Article
作者: Kim, Yuli Y ; Araujo, John Jairo ; Ladouceur, Magalie ; Goossens, Eva ; Demir, Fatma ; Leye, Mohamed ; Khairy, Paul ; Alday, Luis ; Van De Bruaene, Alexander ; Callus, Edward ; Andresen, Brith ; Ortiz, Lucia ; Gabriel, Harald ; Caruana, Maryanne ; Leong, Ming Chern ; Wang, Jou-Kou ; Luyckx, Koen ; Jackson, Jamie L ; Areias, Maria Emília ; Hlebowicz, Joanna ; Berg, Selina Kikkenborg ; Mahadevan, Vaikom S ; Lykkeberg, Birgitte ; Sasikumar, Navaneetha ; Amaral, Fernando ; Moons, Philip ; McGrath, Lidija B ; Larsen, Signe Holm ; Saidi, Arwa ; Kovacs, Adrienne H ; Thomet, Corina ; Bouchardy, Judith ; Moon, Ju Ryoung ; Valente, Anne Marie ; Ambassa, Jean-Claude ; Windram, Jonathan ; Zaidi, Ali ; Van Melle, Joost P ; Ladak, Laila Akbar ; Sandberg, Camilla ; Mwita, Julius Chacha ; de Hosson, Michèle ; Coats, Louise ; Amedro, Pascal ; Christersson, Christina ; Christensen, Anne Vinggaard ; Enomoto, Junko ; Bredy, Charlene ; Goshu, Dejuma Yadeta ; Cedars, Ari ; Van Bulck, Liesbet ; Menahem, Samuel ; Johansson, Bengt ; Kaneva, Anna ; Jameson, Susan M ; Reyes, Fernando Baraona ; Constantine, Andrew ; Mandalenakis, Zacharias ; Kosmidis, Diamantis
INTRODUCTION:Person-centred care (PCC) is widely recommended by the World Health Organisation and other leading healthcare organisations. Although individuals with congenital heart disease (CHD) require lifelong follow-up, it remains unclear whether healthcare systems worldwide provide PCC to this population. This study investigated one key component of PCC, autonomy support, using patient-reported experiences in a global sample of adults with CHD.
METHODS:The study was part of the international cross-sectional APPROACH-IS-II. Data were obtained from 8367 adults with congenital heart disease across 53 centres in 32 countries. Perceived autonomy support was measured using a modified version of the Health Care Climate Questionnaire. A general linear mixed model was used to analyse the data.

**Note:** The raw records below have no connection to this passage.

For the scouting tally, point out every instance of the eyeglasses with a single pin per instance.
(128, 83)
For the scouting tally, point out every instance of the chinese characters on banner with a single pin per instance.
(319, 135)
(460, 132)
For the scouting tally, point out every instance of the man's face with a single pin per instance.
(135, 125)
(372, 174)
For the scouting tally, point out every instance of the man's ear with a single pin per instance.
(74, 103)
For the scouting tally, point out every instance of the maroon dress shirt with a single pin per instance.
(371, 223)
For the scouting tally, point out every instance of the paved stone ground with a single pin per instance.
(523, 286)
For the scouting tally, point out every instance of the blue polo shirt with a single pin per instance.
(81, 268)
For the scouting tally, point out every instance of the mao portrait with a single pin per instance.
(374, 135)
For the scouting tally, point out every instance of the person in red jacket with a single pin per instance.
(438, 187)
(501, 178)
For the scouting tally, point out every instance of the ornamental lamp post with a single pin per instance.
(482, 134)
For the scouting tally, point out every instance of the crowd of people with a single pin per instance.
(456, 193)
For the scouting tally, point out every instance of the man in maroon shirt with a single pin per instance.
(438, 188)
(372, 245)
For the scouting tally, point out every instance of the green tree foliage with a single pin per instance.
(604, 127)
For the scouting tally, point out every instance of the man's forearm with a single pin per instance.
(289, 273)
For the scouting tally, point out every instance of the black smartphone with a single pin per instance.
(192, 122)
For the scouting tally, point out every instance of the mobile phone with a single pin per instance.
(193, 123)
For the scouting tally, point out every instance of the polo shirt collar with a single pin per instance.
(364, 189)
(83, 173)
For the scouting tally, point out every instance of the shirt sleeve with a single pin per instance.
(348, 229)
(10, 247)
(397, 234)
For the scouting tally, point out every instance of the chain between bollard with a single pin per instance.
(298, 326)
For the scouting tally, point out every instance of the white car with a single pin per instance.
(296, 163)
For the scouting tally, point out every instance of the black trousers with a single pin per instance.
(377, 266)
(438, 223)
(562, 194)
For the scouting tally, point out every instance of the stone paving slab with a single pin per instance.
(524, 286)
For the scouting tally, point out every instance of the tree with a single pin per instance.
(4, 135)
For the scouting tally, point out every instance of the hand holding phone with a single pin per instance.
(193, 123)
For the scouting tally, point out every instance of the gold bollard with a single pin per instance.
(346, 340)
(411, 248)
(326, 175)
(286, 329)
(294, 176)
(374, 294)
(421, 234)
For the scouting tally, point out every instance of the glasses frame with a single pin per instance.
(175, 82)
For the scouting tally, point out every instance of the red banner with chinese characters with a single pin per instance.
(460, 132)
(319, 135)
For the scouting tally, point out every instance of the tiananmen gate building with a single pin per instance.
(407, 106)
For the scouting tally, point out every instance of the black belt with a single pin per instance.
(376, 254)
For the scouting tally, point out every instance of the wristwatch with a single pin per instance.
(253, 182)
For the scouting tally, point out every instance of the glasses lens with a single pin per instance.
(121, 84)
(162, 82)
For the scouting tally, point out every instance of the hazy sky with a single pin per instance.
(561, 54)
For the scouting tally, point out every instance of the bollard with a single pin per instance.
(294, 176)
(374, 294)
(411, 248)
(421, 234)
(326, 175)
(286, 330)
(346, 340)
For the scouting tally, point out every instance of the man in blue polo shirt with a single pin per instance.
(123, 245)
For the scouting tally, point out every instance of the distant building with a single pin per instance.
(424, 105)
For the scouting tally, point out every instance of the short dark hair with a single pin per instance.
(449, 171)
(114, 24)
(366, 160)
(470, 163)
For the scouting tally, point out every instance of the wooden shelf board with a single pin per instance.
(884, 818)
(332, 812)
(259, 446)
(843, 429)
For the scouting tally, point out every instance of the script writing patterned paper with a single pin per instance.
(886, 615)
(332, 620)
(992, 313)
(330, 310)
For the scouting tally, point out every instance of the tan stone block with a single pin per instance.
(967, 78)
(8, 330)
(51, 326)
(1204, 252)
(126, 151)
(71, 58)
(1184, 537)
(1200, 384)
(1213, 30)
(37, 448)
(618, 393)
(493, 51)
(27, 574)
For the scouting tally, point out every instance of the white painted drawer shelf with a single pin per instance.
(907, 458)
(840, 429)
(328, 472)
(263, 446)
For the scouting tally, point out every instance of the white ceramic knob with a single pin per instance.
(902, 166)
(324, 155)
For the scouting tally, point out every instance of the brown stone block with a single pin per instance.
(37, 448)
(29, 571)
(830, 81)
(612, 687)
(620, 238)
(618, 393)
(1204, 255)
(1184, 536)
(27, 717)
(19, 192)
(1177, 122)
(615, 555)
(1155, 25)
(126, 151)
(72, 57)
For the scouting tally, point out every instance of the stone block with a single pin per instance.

RESULTS:Autonomy support scores ranged from 27.9 (SD ± 9.4) to 37.7 (SD ± 6.3) on a six - 42 point scale. A significant clinical difference in perceived autonomy was observed, with calculated effect sizes using Cohen's D exceeding eight in several countries. Higher autonomy scores were associated with having a high school diploma and older age. Patient characteristics accounted for 1.4 % of the variance, while geographical location explained 7.5 %. A large proportion of the variance remained unexplained.
CONCLUSION:This study highlights significant global differences in perceived autonomy support from healthcare providers among adults with CHD. Education and age were associated with higher levels of perceived autonomy support. The experience of PCC is challenged by diverse expectations of individuals and families, healthcare providers' beliefs and values, institutional policies, and broader sociocultural contexts.